Chaque jour, en Afrique, le Fonds africain de développement fait la différence dans la vie de millions de personnes


Sénégal-Gambie : le FAD a financé la construction du symbolique pont Sénégambie  qui relie désormais le Sénégal et la Gambie. Une avancée historique, qui va radicalement changer les perspectives économiques et commerciales des deux pays, favorisant l’intégration régionale et réduisant la fragilité.
Liberia-Côte d’Ivoire : les investissements du FAD aident les économies en situation post-conflit à se rétablir. Le Fonds a joué un rôle impressionnant dans la relance économique de la Côte d’Ivoire. Passé d’un état de fragilité à la stabilité, le pays a enregistré des taux de croissance économique remarquables ces cinq dernières années. Le Fonds finance les liaisons routières entre le Liberia et la partie frontalière de la Côte d’Ivoire dans le cadre du Programme d’aménagement des routes et de facilitation du transport au sein de l’Union du fleuve Mano, un élément essentiel d’intégration entre le Liberia, la Guinée et la Côte d’Ivoire. Ce corridor routier, qui profitera à 8 000 foyers, va stimuler la reprise économique dans la région. 

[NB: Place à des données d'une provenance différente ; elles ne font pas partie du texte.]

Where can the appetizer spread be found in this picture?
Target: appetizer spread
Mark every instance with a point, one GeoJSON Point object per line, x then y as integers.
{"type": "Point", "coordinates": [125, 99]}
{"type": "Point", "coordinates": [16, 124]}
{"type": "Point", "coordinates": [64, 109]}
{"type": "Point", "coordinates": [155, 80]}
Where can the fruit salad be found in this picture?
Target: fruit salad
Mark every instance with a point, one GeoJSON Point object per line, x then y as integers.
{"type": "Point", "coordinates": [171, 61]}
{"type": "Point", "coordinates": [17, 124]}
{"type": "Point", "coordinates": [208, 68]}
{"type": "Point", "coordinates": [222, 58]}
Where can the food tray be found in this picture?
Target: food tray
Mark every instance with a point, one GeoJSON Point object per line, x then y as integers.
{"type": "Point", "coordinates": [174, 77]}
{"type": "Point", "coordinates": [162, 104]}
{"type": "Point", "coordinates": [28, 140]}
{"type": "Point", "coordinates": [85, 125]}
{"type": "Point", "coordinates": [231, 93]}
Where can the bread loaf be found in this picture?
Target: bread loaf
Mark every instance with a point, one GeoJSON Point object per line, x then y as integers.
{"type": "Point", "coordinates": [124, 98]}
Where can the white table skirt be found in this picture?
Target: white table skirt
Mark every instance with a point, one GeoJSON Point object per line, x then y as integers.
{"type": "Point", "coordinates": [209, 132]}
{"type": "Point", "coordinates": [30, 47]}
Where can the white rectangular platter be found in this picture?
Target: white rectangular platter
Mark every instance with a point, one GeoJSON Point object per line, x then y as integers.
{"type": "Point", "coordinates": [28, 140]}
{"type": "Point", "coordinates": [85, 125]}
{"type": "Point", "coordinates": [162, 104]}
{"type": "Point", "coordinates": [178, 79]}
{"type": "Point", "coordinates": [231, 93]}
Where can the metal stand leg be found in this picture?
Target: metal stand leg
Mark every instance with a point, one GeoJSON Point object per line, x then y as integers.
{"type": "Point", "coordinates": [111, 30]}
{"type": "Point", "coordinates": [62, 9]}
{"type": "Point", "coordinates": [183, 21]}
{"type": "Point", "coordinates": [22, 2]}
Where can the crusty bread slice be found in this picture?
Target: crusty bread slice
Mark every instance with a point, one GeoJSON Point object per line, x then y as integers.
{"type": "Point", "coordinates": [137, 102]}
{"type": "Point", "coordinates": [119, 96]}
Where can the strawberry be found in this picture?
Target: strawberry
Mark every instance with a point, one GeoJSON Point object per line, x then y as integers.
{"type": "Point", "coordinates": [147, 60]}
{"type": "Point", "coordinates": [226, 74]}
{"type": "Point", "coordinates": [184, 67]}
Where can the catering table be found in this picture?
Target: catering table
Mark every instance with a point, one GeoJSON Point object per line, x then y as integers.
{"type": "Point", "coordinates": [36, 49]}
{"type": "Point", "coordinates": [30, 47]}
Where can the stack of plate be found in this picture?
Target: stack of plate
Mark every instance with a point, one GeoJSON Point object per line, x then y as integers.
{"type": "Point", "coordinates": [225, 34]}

Connectivité routière continentale : le Fonds a cofinancé la route transsaharienne de plus de 9 000 kilomètres qui relie le Tchad, le Niger, le Mali, le Nigeria, l’Algérie et la Tunisie. Au début de l’année, le Fonds a également financé un corridor routier de 285 kilomètres dans le nord du Mali qui va désenclaver la région de Kidal touchée par un conflit, et faire progresser les échanges commerciaux avec les autres régions du Mali et d’Algérie.
Zambie : Le Projet hydroélectrique d’Itezhi  est un complexe hydroélectrique à énergie propre, qui doit desservir en électricité quatre districts totalisant près d’un million de personnes, mettant ainsi fin aux coupures de courant permanentes. De quoi sauver de nombreuses vies dans les hôpitaux.
Agriculture : via le High 5 « Nourrir l’Afrique » et avec l’aide du FAD, le Groupe de la Banque a mis en place un programme régional de sécurité alimentaire innovant, intitulé « Technologies pour la transformation de l’agriculture africaine » (TTAA). Il s’agit d’accélérer l’accès des agriculteurs aux technologies agricoles à même d’améliorer la sécurité alimentaire dans toutes les régions. Les investissements dans les pays FAD bénéficieront à 40 millions d’agriculteurs d’ici huit à dix ans. 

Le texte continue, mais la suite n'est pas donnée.